= Daklha Gampo Monastery =

Buddhist monastery in Tibet

Daklha Gampo Monastery (Dwags lha sgam po), also romanized as Daglha Gampo, is a Kagyu Tibetan Buddhist monastery founded in 1121 CE by Je Gampopa (1079-1153), the disciple of the famous and much-loved bodhisattva, Jetsun Milarepa (c. 1052—c. 1135) It is located in Gyatsa County in the old district of Dakpo in southern Tibet on land sanctified as a geomantic power-place ('head of the ogress') by the first Tibetan emperor, Songtsen Gampo (605 or 617? - 649), and made a repository of terma by Padmasambhava.

==Description==
The monastery is located on a ridge to the northeast of the eight-peaked Dalka Gampo mountain range (after which it was named), on the right bank of the Gyabpurong River just north of its junction with the Yarlung Tsangpo.

==History==
After Gampopa received the Kargyu teachings and transmissions from Milarepa. He established himself at Daklha Gampo after Milarepa had died. He taught several students who became instrumental in the flourishing of the Kagyu lineage. Daklha Gampo became the main Kagyu centre for Mahamudra studies and practice in Tibet.

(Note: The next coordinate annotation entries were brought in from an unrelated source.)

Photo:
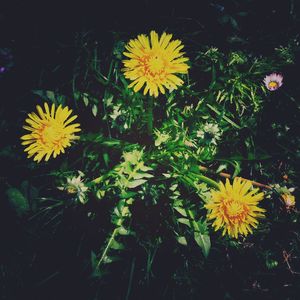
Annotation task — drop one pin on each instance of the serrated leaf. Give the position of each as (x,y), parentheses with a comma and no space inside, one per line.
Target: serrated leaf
(221,168)
(85,99)
(116,245)
(145,168)
(136,183)
(142,175)
(126,195)
(181,240)
(123,231)
(203,241)
(181,211)
(184,221)
(110,259)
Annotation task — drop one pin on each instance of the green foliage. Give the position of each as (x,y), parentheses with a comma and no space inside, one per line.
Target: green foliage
(155,163)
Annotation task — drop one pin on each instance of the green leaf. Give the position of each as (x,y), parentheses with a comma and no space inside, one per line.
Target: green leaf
(181,240)
(184,221)
(18,201)
(181,211)
(136,183)
(203,241)
(85,99)
(116,245)
(142,175)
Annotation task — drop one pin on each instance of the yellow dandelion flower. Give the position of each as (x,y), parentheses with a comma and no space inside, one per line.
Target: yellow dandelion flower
(154,62)
(234,207)
(50,132)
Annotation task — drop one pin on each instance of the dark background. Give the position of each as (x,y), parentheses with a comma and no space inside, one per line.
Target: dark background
(41,37)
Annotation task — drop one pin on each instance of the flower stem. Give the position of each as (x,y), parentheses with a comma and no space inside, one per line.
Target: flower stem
(150,115)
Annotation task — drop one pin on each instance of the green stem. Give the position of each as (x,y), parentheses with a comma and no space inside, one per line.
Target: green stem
(150,115)
(107,247)
(209,181)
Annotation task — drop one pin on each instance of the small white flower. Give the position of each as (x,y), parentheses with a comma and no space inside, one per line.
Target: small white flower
(75,185)
(273,81)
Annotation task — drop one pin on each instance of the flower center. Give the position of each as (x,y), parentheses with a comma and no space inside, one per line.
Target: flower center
(155,64)
(51,134)
(235,211)
(273,84)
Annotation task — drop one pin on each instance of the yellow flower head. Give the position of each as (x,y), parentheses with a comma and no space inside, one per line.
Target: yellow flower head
(50,132)
(289,200)
(234,207)
(154,62)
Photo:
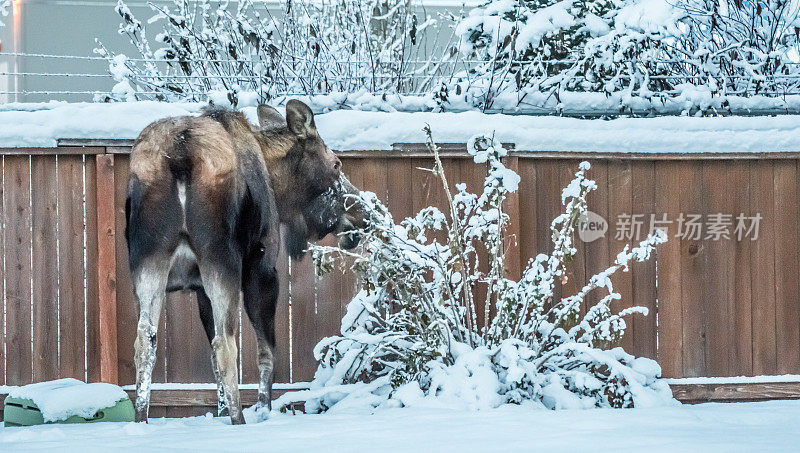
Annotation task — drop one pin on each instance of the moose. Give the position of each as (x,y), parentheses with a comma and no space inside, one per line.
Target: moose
(206,198)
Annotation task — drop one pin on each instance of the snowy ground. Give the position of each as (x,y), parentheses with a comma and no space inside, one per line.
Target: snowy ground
(764,426)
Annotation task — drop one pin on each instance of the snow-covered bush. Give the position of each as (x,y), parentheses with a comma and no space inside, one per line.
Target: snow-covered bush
(246,54)
(412,332)
(644,53)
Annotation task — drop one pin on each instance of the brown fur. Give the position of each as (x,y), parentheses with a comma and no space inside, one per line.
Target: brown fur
(205,197)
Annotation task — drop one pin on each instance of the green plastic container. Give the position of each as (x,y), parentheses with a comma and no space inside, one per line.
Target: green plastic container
(24,412)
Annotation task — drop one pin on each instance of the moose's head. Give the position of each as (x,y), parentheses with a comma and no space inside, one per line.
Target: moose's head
(313,196)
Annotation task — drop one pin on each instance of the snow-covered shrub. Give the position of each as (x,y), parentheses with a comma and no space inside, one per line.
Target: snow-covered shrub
(412,332)
(524,43)
(243,55)
(698,54)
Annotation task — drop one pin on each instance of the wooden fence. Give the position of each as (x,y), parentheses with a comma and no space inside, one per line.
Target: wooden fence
(723,307)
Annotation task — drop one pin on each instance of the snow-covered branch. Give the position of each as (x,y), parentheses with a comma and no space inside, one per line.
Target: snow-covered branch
(413,325)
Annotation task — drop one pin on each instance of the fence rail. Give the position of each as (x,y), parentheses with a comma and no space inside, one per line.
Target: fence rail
(718,308)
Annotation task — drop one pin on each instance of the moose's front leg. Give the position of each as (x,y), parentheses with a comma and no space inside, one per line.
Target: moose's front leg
(150,286)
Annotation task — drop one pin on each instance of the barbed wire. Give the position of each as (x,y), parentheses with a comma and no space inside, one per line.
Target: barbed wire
(777,85)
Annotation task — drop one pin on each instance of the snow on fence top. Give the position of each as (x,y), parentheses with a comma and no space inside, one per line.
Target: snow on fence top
(41,125)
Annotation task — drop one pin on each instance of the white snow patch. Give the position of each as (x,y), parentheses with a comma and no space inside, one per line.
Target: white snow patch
(63,398)
(766,426)
(41,125)
(736,379)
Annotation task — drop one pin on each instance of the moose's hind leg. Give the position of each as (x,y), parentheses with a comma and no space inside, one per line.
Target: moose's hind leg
(150,283)
(207,318)
(222,288)
(260,289)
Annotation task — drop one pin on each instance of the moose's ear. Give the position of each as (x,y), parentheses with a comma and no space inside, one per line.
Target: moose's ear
(300,119)
(269,118)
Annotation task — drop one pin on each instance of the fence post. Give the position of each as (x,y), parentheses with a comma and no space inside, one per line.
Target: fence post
(513,262)
(107,269)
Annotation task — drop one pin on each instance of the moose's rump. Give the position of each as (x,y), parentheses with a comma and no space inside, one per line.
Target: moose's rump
(193,195)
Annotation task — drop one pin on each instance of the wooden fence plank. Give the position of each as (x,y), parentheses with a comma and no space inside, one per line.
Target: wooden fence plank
(529,232)
(44,262)
(127,309)
(2,272)
(692,257)
(92,318)
(304,320)
(18,270)
(762,269)
(620,198)
(597,255)
(739,286)
(669,182)
(511,236)
(107,266)
(717,254)
(643,274)
(71,271)
(282,322)
(188,352)
(575,269)
(787,270)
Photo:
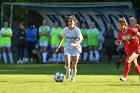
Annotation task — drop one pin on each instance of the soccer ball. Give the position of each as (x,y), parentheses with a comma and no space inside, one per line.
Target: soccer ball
(58,77)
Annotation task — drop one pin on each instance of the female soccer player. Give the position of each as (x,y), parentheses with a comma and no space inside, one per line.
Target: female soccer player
(134,25)
(72,47)
(128,36)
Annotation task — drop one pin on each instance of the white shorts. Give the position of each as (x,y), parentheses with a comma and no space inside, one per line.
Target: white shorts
(43,43)
(54,45)
(70,54)
(6,45)
(72,50)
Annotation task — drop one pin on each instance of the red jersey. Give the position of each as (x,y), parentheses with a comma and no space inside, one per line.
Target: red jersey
(129,45)
(136,27)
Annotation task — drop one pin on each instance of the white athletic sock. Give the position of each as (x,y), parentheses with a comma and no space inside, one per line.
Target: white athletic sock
(73,74)
(10,56)
(91,56)
(5,57)
(59,57)
(54,57)
(97,55)
(85,56)
(44,55)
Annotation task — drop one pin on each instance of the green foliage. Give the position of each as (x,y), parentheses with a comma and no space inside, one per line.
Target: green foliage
(91,78)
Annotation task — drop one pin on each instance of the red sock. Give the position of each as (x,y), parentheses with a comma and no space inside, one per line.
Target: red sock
(122,60)
(126,69)
(137,69)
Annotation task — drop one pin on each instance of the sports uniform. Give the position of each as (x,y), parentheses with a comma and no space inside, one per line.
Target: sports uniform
(130,46)
(72,37)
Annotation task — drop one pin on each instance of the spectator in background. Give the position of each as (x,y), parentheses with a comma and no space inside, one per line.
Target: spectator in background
(93,41)
(109,41)
(6,33)
(21,36)
(55,34)
(44,32)
(84,43)
(31,39)
(133,24)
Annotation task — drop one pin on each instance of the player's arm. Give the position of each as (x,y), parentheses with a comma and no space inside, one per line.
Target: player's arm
(61,40)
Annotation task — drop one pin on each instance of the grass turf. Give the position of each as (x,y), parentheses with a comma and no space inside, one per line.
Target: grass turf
(91,78)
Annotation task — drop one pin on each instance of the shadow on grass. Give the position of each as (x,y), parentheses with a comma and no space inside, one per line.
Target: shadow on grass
(83,69)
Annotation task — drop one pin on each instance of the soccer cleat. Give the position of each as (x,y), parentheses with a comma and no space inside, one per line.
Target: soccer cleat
(118,65)
(123,78)
(67,73)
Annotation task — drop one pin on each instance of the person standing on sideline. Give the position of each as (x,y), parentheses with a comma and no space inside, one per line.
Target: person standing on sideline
(109,41)
(6,33)
(72,47)
(21,36)
(84,42)
(93,42)
(128,36)
(31,39)
(44,32)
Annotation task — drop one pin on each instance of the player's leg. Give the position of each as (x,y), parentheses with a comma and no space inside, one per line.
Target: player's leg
(129,59)
(122,60)
(10,53)
(91,48)
(43,46)
(85,53)
(74,67)
(54,55)
(67,65)
(97,55)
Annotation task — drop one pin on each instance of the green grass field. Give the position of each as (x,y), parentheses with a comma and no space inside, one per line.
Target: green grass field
(91,78)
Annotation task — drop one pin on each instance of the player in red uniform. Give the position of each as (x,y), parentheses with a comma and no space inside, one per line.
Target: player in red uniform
(128,36)
(134,25)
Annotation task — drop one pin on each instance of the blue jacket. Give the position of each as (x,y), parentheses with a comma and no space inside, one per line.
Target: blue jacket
(31,34)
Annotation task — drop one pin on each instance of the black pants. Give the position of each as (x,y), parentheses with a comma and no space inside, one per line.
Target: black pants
(30,47)
(21,48)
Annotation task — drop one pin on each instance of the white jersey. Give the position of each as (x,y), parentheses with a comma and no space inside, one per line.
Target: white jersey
(72,36)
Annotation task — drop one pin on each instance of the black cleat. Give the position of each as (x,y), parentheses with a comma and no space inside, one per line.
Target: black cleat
(118,65)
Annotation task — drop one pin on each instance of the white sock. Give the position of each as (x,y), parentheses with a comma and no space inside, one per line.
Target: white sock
(44,55)
(59,57)
(0,57)
(85,56)
(97,56)
(91,56)
(10,56)
(73,73)
(54,57)
(5,57)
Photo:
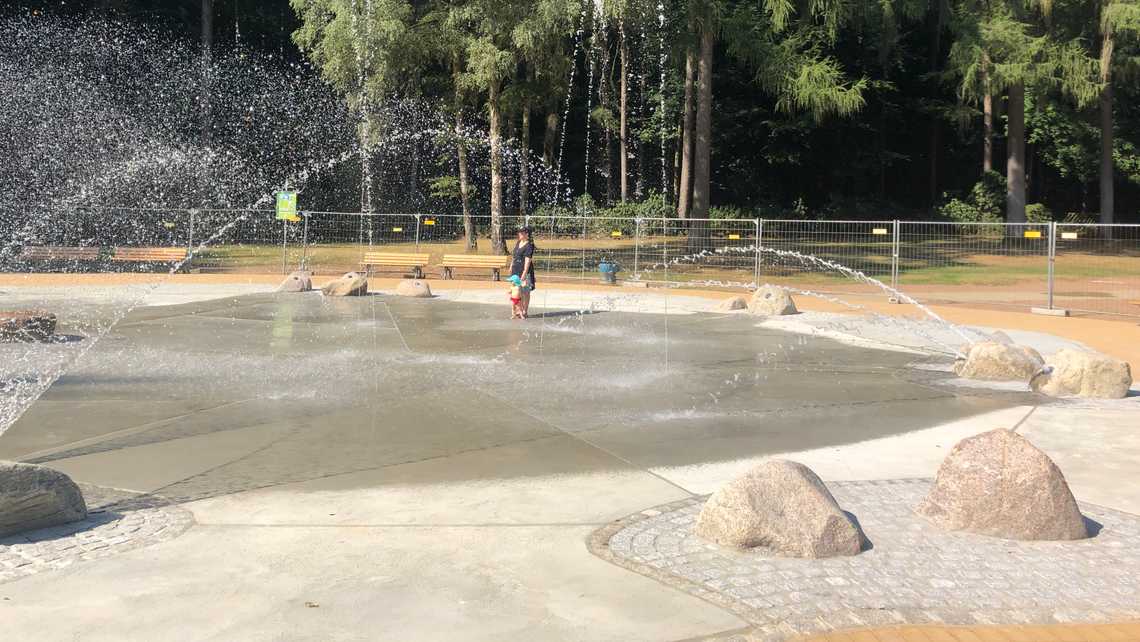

During the 14th century, the great terton, Karma Lingpa, unearthed the famous Tibetan Book of the Dead (Bardo Thodol Chenmo) by Padmasambhava at Mount Gampodar which is within the territory of the monastery.

The Dzungar Mongols destroyed the monastery in 1718, but it was quickly rebuilt. It was again totally destroyed after the Chinese invasion in 1959, but some chapels have since been restored and there are still the original images of Avalokiteshvara and Cakrasamvara.